Avoid intermediate ctx to scheduler in case of ULTs
If a ULT yields, we currently context switch back to the scheduler thread always, even if the next task in the scheduler's queue is another ULT that we then have to context switch to.
ArgoBots already has this optimization to context switch directly to the next ULT in this case.
#2 Updated by Sam White about 1 month ago
- Assignee changed from Sam White to Seonmyeong Bak
Seonmyeong, can you take a look at this? You have more knowledge of our ULTs and Csd module. The idea here is just to avoid the intermediate context switch to the scheduler in the case where the currently running thing is a ULT and the next thing in the scheduler is also a ULT.
#3 Updated by Seonmyeong Bak about 1 month ago
Maybe, the current implementation tries to follow the priority order of the converse queues.
If we want to process all the ULTs in the specific queue, we may need to consider it is worth changing the order.
Currently, OpenMP integration works in the way you described. It process all the ULTs in TaskQueue within each OpenMP parallel region before it comes back to the converse scheduler.
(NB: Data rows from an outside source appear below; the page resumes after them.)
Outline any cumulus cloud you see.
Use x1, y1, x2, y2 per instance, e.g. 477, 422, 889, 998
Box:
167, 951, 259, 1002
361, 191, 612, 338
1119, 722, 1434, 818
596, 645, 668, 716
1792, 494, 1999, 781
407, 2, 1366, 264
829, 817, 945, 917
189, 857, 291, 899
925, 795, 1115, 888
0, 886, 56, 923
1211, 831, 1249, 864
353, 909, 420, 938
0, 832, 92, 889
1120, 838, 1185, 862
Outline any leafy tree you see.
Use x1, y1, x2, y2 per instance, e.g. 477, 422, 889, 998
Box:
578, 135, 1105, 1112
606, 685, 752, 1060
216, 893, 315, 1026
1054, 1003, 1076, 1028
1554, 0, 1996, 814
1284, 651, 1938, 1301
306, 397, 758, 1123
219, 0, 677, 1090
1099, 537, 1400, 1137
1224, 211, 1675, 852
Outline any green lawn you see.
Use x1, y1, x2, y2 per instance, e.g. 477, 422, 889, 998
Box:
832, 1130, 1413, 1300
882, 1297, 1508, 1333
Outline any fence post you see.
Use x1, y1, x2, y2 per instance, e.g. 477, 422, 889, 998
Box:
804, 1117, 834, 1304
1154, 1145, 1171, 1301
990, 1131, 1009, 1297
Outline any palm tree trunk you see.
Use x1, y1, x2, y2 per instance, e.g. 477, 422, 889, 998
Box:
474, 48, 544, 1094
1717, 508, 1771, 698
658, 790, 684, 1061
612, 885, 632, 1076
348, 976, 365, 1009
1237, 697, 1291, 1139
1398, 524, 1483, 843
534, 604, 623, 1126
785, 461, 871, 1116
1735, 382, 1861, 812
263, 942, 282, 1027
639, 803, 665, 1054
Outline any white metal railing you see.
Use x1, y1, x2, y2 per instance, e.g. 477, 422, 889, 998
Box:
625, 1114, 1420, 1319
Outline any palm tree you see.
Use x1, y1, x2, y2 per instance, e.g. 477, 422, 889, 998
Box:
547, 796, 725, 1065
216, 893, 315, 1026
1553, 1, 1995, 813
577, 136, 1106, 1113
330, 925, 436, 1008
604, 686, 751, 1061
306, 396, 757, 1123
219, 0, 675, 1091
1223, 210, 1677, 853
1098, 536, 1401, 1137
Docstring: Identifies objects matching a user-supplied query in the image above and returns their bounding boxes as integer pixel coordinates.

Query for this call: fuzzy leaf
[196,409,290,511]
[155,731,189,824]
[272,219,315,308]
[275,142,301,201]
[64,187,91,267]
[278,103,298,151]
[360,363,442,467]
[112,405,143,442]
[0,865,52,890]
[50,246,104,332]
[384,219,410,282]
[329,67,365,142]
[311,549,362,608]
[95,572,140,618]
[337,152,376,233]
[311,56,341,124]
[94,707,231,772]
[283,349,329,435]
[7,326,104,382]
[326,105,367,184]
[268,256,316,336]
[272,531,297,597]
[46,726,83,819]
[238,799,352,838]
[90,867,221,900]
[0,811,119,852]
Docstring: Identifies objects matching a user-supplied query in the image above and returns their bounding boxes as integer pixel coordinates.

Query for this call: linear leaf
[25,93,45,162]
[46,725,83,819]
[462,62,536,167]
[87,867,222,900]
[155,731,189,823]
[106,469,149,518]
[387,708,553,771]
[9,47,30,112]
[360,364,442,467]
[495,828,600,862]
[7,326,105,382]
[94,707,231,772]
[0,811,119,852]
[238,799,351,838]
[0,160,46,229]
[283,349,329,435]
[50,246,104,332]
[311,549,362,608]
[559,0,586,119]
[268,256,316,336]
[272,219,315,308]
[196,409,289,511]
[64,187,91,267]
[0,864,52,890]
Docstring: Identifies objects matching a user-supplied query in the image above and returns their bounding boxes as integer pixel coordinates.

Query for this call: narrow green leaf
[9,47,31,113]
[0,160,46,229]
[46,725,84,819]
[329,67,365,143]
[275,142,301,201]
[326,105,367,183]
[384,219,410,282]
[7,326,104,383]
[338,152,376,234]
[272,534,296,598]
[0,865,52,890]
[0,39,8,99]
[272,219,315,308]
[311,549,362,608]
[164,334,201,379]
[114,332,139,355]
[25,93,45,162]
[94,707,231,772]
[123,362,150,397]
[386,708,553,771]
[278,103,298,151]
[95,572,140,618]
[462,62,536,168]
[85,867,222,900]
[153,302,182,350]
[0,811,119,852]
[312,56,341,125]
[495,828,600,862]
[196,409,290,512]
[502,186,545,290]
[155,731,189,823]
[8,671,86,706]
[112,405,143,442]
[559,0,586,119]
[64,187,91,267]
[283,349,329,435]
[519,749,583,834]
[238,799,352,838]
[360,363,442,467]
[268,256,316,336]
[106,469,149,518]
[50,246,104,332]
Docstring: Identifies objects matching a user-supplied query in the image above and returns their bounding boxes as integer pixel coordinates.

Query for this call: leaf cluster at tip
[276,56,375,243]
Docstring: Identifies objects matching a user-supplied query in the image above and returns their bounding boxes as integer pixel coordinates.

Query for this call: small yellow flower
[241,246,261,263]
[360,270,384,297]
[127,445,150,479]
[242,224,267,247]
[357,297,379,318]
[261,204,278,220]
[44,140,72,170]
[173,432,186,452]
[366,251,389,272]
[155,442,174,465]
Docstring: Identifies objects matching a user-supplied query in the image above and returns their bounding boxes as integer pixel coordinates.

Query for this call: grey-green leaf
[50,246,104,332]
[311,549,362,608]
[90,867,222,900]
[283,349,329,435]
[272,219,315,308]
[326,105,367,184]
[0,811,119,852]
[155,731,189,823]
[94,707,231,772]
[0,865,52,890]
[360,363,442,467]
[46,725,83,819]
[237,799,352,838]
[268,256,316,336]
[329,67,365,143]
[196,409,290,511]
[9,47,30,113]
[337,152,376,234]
We may construct a common function to process all the ULTs in a specific queue until the queue is empty.
For OpenMP, taskqueue, and For AMPI, maybe scheduler Queue?
#4 Updated by Sam White about 1 month ago
I hadn't thought of that, but it might be good. I meant that if a ULT is running and is about to suspend, then we should check if whatever the next thing that will be scheduled is also a ULT. If so, do the direct context switch. In any other case, context switch back to the scheduler thread. That would require being able to run the main scheduler loop on the ULT though.
Also, if it matters AMPI doesn't use message priorities at all. All of its messages are [expedited].
#5 Updated by Seonmyeong Bak about 1 month ago
I think only function checking the queues in the converse queue efficiently is enough for your purpose. If all the queues are empty and ULTs come next, we can schedule ULT without switching to the converse scheduler.
Lightweight version of CsdNextMessage (Not pop message but check if the queues are empty) can work for our purpose here.
Or, we can adopt the way I suggest. checking all the queues also cause overhead comparable to what switching to the main scheduler causes.
Currently, the context switching cost is reduced a lot by the uFcontext. What we suggest here may not be more efficient.